Ближе к полудню заявились солдаты под командованием Георгия Животовского и арестовали эстонца. Золотарев тяжело вздохнул, надел кафтан, треуголку и, не оказывая сопротивления, последовал за конвоирами полагая, что произошла какая-то ошибка. Яшка, коловший в это время дрова во дворе, проводил его печальным взглядом, а когда ворота за Андреем закрылись, со злости плюнул.
— Дождались, когда князь уедет, и заявились, — пробормотал он. — Значит, боятся Силантия Семеновича. Жаль только теперь не передать князю весточку, что Андрея арестовали, как ворога какого. Теперь вся надежа, чтобы Силантий Семенович государя сюда привез. Тот бы сам лично с воеводой по-хозяйски поговорил.
То, что сам Яшка может попасть в тюрьму, он как-то и не подумал. С одной стороны, всех кто общался с капитан-командором да сержантом Преображенского приказа нужно сажать, с другой стороны о его темном прошлом, а службу в стрельцах и разбойничество на большой дороге теперь и так можно назвать, ни кто кроме Андрея Золотарева не знает. А у того, в этом Яшка был уверен, ни какими пытками это не вытянешь. Хотя если признаться странный он — мужик Андрей. Все больше молчит, говорит только по делу и к месту.

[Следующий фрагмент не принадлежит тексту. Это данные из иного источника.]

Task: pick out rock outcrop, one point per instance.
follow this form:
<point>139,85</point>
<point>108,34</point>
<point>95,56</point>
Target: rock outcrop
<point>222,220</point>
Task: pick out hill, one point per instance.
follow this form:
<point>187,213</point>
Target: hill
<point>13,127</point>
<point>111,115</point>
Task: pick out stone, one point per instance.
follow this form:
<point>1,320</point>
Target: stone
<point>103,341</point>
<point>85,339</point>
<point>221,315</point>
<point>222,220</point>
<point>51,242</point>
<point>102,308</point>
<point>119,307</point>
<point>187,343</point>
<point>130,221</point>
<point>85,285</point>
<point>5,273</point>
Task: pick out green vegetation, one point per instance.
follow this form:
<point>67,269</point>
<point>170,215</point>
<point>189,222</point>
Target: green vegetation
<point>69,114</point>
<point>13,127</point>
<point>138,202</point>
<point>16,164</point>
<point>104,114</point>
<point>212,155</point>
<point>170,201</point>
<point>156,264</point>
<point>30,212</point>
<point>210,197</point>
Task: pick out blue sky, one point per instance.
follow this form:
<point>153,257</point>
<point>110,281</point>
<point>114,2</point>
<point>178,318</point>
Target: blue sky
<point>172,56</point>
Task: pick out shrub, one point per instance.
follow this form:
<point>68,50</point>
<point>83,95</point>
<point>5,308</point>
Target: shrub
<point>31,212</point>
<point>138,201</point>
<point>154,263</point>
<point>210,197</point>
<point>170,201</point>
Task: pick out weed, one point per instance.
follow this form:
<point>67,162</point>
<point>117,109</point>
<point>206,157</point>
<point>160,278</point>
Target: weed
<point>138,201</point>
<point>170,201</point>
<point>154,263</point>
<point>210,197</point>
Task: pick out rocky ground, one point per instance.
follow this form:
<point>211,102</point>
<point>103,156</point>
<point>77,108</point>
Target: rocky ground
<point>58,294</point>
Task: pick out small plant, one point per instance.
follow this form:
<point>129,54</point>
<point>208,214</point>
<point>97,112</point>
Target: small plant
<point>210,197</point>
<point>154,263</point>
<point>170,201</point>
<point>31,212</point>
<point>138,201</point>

Между тем арестованного посадили в карету. Напротив сел Григорий Животовский. Кучер хлестнул плеточкой и экипаж тронулся.
— Куда вы меня? — поинтересовался Андрей, понимая, что не к теще на блины едет.
— В монастырские подземелья. — Молвил офицер. — Там не много посидишь, пока князь-воевода тебя допрашивать не приедет. Предложит идти к нему на службу, мой совет соглашайся. Князь Ельчанинов далеко, капитан-командор твоим соседом стал, а воевода он рядом, да к тому же власть имеет.
Дальше ехали молча. У Золотарева больше не было вопросов, а Григорию с арестованным разговаривать было не о чем, да и не положено.
Въехали в ворота монастыря. Несколько раз свернули, пока не остановились у башни. Животовский открыл дверцу кареты, выбрался наружу и стал ждать арестованного. Тот последовал за конвоиром. Стоя на булыжном плацу, так окрестил это место перед башней Андрей, Золотарев поправил треуголку. Руки за спину.
Дверь в темницу за Золотаревым захлопнулась. Лязгнул замок. Андрей перекрестился и тяжело вздохнул. Здесь было темно и сыро. В углу кто-то кашлял. Эстонец снял свой кафтан и бросил на земляной пол.
— Лучше постелите солому, — раздался голос из угла, — боюсь мы тут с вами надолго. Осмелюсь предположить, что ваш кафтан, от холодного земляного пола не спасет.
— Кто здесь? — поинтересовался
— Капитан-командор Ремизов, — представился арестованный, — а вы?
— Сержант Преображенского приказа Андрей Золотарев.
— Приятель князя Ельчанинова, — сообразил Александр, — ну, и как там наш князь?
— Уехал в Москву. Хочет поговорить с Петром Алексеевичем, чтобы вас освободили.